The latest news regarding 22 mills under the Bangladesh Jute Mills Corporation (BJMC) has created mixed reactions in various quarters. While economists and financial analysts have long been expressing dismay at the horrible state of affairs inside government-owned mills, whose only work seemed to be loss-making, over 25,000 workers and their family members have been placed face-to-face with a bleak future. Although the official announcement has been that these mills will now be run on Public Private Partnership (PPP) basis, experience with PPP in some other areas left scope for questioning. Some experts tend to believe this might indeed stray into denationalising the mills with all the properties they have. The government, however, in a high-powered meeting very recently has been quick to point out that these mills will indeed be modernised under PPP and all workers considered fit in a future scenario will be readmitted. Besides that arrangements have been made to pay arrear salary of the workers. A hundred-crore fund, considered by many as too paltry, will start payments from next September, with the ultimate amount rising up to five thousand crores. The Prime Minister in the meanwhile has asked all concerned to clear all dues of the jute mill workers.
Jute has been a headache for the policymakers ever since the early nineties because of economic reforms. Ups and downs in the world market have seen its glorious past take dips. About 30,000,000 people of the country depend on jute production and jute industry in different ways. That a wholesale nationalisation in the post-independence days did not necessarily do good was proved in the subsequent days through an endless stream of subsidies. The case of Adamjee Jute Mills has shown that continuous subsidy cannot make an entity survive in a competitive world. At the moment over 95 per cent of the jute mills of the country are privately owned and they make money. The remaining five per cent, government-owned, have been a continuous drainage on public resources. Mismanagement and corruption have been cited as the major causes. Apart from that the basic reason that a market mechanism works better than a moribund state ownership may have something to do here. The government must not do business, it has to help business.
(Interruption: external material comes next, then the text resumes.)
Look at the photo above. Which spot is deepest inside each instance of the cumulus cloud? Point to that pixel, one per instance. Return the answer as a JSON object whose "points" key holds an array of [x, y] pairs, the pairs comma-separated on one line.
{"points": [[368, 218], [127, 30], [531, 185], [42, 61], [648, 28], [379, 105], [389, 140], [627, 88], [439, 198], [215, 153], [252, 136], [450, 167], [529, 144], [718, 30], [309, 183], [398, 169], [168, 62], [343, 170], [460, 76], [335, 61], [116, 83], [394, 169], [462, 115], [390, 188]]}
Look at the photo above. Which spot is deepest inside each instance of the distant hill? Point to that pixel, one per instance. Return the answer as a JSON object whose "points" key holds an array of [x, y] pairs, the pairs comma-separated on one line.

Coming back to the proposed PPP for the two dozen BJMC jute mills, the most important thing to remember will be to ensure that it become the real thing in matters of modernisation, efficiency and cost-cutting. Besides, the huge landed property that they have must be protected at any cost: no unholy alliance must be allowed to be formed to thwart the underlying aim of the effort. Past experience with PPP is not praiseworthy. This latest effort deserves to set up a unique example in which a willing public sector will help the growth of modernised jute mills with the help of resurgent private entrepreneurs. The prospects are huge in view of the environmental ascendancy of the natural fibre over synthetics. Lethargy, mismanagement, corruption and wastage cannot have any place in the new protocol. Besides, experienced hands from the existing mills must have their doors open for future employment.
Since Bangladesh always figured prominently in international jute trade, the two dozen mills, once modernised and set on a sound PPP footing, would no doubt contribute to the legacy.